Sinn Fein TD Jonathan O’Brien has sought a face-to-face meeting with the Minister for Education, Ruairi Quinn, over cutbacks which will see class sizes double in some Northside Schools.
Deputy O’Brien said:
“Yesterday I met with the principals of primary schools across the Northside who will be affected by the education cuts in this budget. They informed me that approximately forty teachers will be lost by 12 primary schools in disadvantaged areas of Cork’s Northside.”
“In some schools the cuts will result in pupil-teacher ratios increasing from 15:1 to 22:1 in the junior section. What this will mean in practice is that classes will be doubled up and children will get half the amount of attention.”
“All these schools have been designated DEIS schools, due to the high number of pupils from disadvantaged backgrounds they enrol. Over the past number of years they have done huge work in improving educational outcomes for these children, through the personal relationship pupils have with their teachers in smaller classes and small group work. Experience has shown this has made a real difference to educational outcomes, especially in basic literacy and maths.”
“Now all this progress is being put at risk. Increased class sizes will mean less time is spent by the teacher with each individual pupil. Factor in that these schools have already been hit hard by cuts in SNAs and other support services and the reality is the educational chances of children on Cork’s Northside are being seriously undermined.”
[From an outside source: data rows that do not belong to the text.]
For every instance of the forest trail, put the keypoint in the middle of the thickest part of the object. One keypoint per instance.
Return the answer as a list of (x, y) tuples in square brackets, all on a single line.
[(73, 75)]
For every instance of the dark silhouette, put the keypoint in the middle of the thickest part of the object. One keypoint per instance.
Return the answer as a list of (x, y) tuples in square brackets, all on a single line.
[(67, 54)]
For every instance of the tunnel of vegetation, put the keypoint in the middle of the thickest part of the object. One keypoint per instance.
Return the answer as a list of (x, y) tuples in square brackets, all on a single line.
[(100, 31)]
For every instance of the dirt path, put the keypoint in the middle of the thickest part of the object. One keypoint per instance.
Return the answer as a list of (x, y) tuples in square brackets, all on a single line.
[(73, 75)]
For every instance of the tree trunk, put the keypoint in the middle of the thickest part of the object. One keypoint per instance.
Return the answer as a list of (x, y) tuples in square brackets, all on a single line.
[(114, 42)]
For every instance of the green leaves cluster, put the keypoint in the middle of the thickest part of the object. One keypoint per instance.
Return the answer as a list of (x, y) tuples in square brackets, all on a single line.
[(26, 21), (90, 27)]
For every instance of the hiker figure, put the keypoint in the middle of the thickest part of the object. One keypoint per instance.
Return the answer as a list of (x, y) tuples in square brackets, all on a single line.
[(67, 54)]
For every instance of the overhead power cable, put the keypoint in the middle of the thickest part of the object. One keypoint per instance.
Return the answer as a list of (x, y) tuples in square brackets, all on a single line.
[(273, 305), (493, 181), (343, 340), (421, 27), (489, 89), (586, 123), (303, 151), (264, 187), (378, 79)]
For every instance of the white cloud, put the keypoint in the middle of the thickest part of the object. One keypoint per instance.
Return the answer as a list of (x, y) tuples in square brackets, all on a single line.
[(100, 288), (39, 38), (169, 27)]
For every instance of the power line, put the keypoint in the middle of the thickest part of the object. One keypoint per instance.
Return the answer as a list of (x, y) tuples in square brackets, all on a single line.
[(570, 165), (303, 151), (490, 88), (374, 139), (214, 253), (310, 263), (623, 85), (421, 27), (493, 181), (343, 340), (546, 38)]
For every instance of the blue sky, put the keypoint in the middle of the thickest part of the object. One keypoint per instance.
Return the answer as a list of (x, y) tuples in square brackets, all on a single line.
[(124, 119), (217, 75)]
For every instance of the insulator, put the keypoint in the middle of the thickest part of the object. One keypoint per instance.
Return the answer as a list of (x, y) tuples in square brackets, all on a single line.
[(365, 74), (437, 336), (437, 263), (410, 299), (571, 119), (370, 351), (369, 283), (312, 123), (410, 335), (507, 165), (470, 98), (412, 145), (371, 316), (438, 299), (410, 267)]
“While we live in straightened times, the government still has choices. It could have implemented Labour’s declared policy during the general election – a new 48% tax rate on individual incomes over €100,000 – rather than cutting teachers in disadvantaged schools. Unfortunately, the coalition has chosen to make the vulnerable in our society take the brunt of the pain.” “I will be raising this issue in the Dail at 5pm today and have requested a face-to-face meeting with Minister Quinn to underline the importance of reversing these cutbacks now and protecting the future education of children in Cork.”